La population sera amenée à se déterminer le 13 juin sur plusieurs sujets relatifs à la sauvegarde de la biodiversité et à l’urgence climatique. Au niveau fédéral, trois votations cruciales concernent la réduction des émissions de gaz à effet de serre (loi sur le CO2) et l’impact des pesticides sur l’environnement. Quant à la votation en Ville de Genève sur la Cité de la musique, les conséquences de ce projet de construction sur la biodiversité sont au cœur des enjeux.

La loi sur le CO2 rassemble un large front des milieux politiques, économiques et associatifs qui ont compris qu’il n’est plus possible de repousser les mesures à prendre pour lutter contre le réchauffement climatique. Les deux initiatives contre l’utilisation des pesticides de synthèse soulèvent des enjeux fondamentaux. Selon celles et ceux qui tergiversent, ces objets seraient trop rapides, trop extrêmes, trop écolos… C’est oublier que l’impact des pesticides et des engrais chimiques est dénoncé depuis des dizaines d’années dans des centaines de rapports, sans pourtant nous amener à agir contre les conséquences désastreuses de l’agriculture intensive.

Les lobbys agricoles agitent aussi bien le spectre d’une hypothétique raréfaction des denrées alimentaires (fini les pâtes…) que celui d’une explosion de leurs coûts. C’est un comble, sachant que l’utilisation de ces pesticides représente une menace bien plus grave pour notre sécurité alimentaire. En 2019, l’Organisation des Nations Unies pour l’agriculture et l’alimentation publiait un rapport alarmant concernant la disparition des pollinisateurs; sans eux, c’en est fini de notre production agricole. Faire reconnaître la dangerosité du tabac a pris des décennies. Comme dans le cas des pesticides, on a vu se multiplier les études fallacieuses financées par les cigarettiers, visant à défendre le commerce sans entrave d’un produit mortel pour l’être humain. De même, la dangerosité des pesticides n’est plus à prouver.

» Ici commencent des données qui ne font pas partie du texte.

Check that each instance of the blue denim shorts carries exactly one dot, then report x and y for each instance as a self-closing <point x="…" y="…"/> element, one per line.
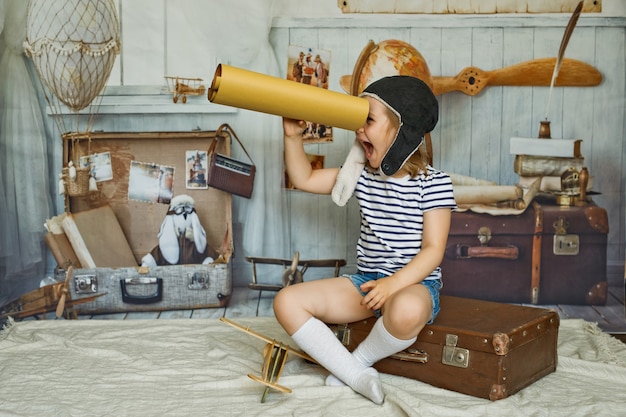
<point x="433" y="286"/>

Mais la préservation de la biodiversité se joue aussi dans les villes. Le Plan Biodiversité du canton de Genève rappelle qu’elle est nécessaire à notre vie. Dressant des constats alarmants concernant la disparition des espèces dans notre région, il a adopté une stratégie centrée sur trois axes: réhabiliter une infrastructure écologique, renforcer les liens de la population avec la nature, adopter le réflexe biodiversité dans l’aménagement du territoire. Plusieurs votations cantonales ont démontré que la préservation de la nature fait partie des préoccupations de la population. C’est ainsi qu’en 2019 et 2020, des projets de déclassement ont été refusés à Avusy, Meyrin, Vernier, Grand-Saconnex et en Ville de Genève.

Avec le projet de Cité de la musique, les habitant·es de la Ville de Genève auront encore une fois l’occasion de se prononcer à ce sujet. Car c’est bien l’opposition entre la préservation d’un site naturel et la construction d’une infrastructure pour la Haute école de musique (HEM) et l’Orchestre de Suisse romande (OSR) qui se jouera dans les urnes. Le site concerné couvre des milliers de m2 de terrain naturel. Selon l’étude menée par l’ingénieur forestier Bernard Graf1, cette forêt urbaine est constituée d’une grande diversité d’arbres âgés, parfois centenaires. Ce n’est pas tout: le site n’étant pas public, il est doté d’un sous-bois, d’une fantastique diversité de plantes, de champignons et d’une prairie extensive, constituant une multitude d’abris pour la faune et présentant une biodiversité d’une richesse exceptionnelle en milieu urbain. Bien que les promoteurs du projet aient proposé des améliorations concernant la préservation de certains arbres, l’impact du bâtiment projeté constitue une atteinte sérieuse à la préservation de la biodiversité et peut être considéré comme contraire aux priorités cantonale et municipale en la matière.

Les promoteurs annoncent qu’il n’existe pas d’alternative. Au vue des soutiens rassemblés pour cet ambitieux projet, gageons que des solutions pourront être trouvées, sur le territoire cantonal, pour aboutir à un objet permettant à la fois de préserver l’environnement et soutenir la culture. On l’a constaté par le passé, pour la Maison de la danse, le Musée d’ethnographie ou le Musée d’art et d’histoire. Bien que refusés par la population, des solutions ont émergé.

Les tensions générées montrent qu’il est essentiel d’adopter dans tous les projets de construction ce réflexe biodiversité. Elle est indispensable à la vie et aux générations futures. La planète n’est pas un projet à améliorer. Pour elle, il n’y a pas de plan B!